The sit thing is a good one to only I don't like to use one command all the time because it seems like that just becomes their trademark thing and they always do it I also like to keep Nikkia on her toes and make sure she is always ready to do what I say so instead of making her sit before we go outside to play maybe one day I'll have her roll over and the next I'll have her be shy. Also when were playing maybe every third or forth time I throw her Frisbee or ball I'll have her do a trick for me first and I won't throw it until she follows all the way through no halfsees.

Also when you walk him make sure he is always next to or behind you in the wild pack leader is always in front because he is the one who knows where to go he is also the first one to react to anything that comes up. If you let your dog walk ahead of you then that gives him control and he gets it in his head that he is the leader. Also when he comes up to something unfamiliar he will react instinctively sometimes resulting in being a little aggressive mostly out of fear, where as if you react first and he sees you as his respected leader he will react the same way you do.

Set down solid rules and be consistent! You should always have and follow through with a set of rules so that he knows how you want him to behave in your home. Such as he has to sit in the other room while you eat dinner make him do that every night don't let up! If you let him get away with things he will try to get away with more and more until he is walking all over you. Think of it this way do you respect someone who doesn't follow through with things? Well neither does your dog.

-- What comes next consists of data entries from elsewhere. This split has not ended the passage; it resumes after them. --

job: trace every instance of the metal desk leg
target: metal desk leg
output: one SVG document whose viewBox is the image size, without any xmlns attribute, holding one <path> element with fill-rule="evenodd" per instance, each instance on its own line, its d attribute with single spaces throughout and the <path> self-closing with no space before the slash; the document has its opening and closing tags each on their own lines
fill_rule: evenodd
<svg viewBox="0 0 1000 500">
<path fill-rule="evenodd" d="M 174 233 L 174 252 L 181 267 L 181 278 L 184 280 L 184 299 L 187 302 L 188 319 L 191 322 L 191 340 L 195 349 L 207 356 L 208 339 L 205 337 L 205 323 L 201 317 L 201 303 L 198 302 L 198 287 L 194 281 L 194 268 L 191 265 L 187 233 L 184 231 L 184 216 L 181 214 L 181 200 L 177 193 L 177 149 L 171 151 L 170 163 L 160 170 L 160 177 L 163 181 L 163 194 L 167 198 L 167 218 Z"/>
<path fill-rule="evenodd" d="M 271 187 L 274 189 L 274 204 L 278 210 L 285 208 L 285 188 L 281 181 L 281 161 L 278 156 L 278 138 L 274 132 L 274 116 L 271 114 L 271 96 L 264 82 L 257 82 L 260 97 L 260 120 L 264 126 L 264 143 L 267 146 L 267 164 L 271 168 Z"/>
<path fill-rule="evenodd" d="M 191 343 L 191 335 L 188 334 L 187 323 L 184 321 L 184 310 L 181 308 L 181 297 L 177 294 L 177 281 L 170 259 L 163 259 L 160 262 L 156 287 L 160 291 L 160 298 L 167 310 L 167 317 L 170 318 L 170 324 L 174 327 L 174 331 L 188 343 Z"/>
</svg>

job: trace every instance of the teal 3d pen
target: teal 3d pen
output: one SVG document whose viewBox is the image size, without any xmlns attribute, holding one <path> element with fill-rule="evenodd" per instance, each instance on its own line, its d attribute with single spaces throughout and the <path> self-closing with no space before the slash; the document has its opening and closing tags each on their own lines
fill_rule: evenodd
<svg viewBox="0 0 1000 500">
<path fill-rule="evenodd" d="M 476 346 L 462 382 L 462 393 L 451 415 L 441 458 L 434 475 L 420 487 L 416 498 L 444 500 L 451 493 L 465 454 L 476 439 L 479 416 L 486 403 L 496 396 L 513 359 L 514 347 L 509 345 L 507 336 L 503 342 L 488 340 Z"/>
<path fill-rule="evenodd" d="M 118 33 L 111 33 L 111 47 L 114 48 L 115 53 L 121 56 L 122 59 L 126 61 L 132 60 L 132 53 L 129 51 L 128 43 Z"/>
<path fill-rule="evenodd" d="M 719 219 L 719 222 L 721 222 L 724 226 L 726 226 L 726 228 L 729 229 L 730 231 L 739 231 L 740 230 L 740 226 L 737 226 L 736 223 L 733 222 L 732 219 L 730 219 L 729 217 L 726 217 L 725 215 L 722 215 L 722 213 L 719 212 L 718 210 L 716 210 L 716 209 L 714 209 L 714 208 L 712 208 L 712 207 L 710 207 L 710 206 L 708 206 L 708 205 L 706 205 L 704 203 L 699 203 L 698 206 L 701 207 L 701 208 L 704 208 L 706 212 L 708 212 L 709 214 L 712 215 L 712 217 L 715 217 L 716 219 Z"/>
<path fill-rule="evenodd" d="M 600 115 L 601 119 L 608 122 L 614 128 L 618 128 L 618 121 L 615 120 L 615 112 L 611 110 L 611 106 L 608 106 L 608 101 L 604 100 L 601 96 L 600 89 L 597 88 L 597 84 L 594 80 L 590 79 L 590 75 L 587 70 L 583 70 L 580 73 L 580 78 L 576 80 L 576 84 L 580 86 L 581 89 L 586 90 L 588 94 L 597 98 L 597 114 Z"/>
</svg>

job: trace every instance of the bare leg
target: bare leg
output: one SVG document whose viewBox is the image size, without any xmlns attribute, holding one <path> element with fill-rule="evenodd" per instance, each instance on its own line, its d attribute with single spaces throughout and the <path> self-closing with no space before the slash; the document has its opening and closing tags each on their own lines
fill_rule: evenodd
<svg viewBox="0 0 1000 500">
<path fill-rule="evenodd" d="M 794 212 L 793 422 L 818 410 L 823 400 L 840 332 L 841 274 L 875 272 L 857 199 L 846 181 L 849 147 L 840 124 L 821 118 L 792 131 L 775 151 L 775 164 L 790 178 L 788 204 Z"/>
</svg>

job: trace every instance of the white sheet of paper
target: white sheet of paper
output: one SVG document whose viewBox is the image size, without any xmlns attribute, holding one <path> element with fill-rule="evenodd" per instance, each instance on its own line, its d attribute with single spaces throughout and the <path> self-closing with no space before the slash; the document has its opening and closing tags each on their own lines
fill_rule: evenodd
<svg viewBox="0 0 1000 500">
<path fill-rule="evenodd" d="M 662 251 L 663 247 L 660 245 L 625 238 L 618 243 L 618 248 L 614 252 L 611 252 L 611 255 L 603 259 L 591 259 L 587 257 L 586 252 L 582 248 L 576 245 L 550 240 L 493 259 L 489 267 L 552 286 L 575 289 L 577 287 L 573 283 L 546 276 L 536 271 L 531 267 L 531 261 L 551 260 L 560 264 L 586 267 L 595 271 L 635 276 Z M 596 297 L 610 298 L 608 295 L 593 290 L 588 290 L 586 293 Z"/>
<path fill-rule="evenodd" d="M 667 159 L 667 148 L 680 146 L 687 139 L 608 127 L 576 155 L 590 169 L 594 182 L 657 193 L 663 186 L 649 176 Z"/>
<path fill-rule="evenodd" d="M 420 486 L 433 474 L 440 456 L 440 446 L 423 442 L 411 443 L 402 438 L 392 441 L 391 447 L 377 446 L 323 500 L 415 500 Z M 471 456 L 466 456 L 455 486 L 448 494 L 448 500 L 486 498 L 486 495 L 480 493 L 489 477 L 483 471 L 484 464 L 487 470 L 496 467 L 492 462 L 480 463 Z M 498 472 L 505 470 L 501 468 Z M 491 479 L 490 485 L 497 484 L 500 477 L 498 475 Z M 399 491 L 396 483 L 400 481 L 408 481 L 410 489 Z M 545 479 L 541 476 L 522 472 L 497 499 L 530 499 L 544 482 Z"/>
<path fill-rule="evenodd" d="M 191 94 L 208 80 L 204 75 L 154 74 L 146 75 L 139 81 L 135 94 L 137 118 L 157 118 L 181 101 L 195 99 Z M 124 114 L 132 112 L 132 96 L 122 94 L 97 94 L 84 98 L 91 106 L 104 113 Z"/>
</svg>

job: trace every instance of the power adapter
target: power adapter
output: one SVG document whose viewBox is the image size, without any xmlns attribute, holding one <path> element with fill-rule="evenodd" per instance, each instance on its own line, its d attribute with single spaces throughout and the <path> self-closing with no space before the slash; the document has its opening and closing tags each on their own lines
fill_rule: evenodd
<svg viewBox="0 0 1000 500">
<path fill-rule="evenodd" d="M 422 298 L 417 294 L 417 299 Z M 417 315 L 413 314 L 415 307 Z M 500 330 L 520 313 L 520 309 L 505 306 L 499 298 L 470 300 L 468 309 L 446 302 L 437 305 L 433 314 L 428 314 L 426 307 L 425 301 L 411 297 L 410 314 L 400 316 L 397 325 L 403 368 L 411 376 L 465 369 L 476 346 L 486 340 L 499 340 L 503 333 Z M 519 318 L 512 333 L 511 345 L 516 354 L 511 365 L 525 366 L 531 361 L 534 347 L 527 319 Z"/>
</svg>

Socialization - This is probably one of the most important things you can do for your dog teaching him how to interact with the world around him is critical! When I was socializing Nikkia one of my favorite places to go was pet stores like Petsmart and Petco. Because number one they are allowed in and number 2 they are exposed to dogs and people of all breeds and ages. We would just go around with a bag of treat and I would ask random people if they could give Nikkia a treat let her sniff them and pet her. I also had Nikkia do specific things before she could be pet like sit down before she was pet by adults and older children and lay down when she was petted by toddlers. Dog's you have to be careful about always make sure the dog is calm and okay with other dogs before you introduce your puppy to him because having dogs snapping at him will turn him fearful towards them and we are trying to achieve the exact opposite of that.

Hope this helps you out.







I would love to answer any other questions you may have.


----------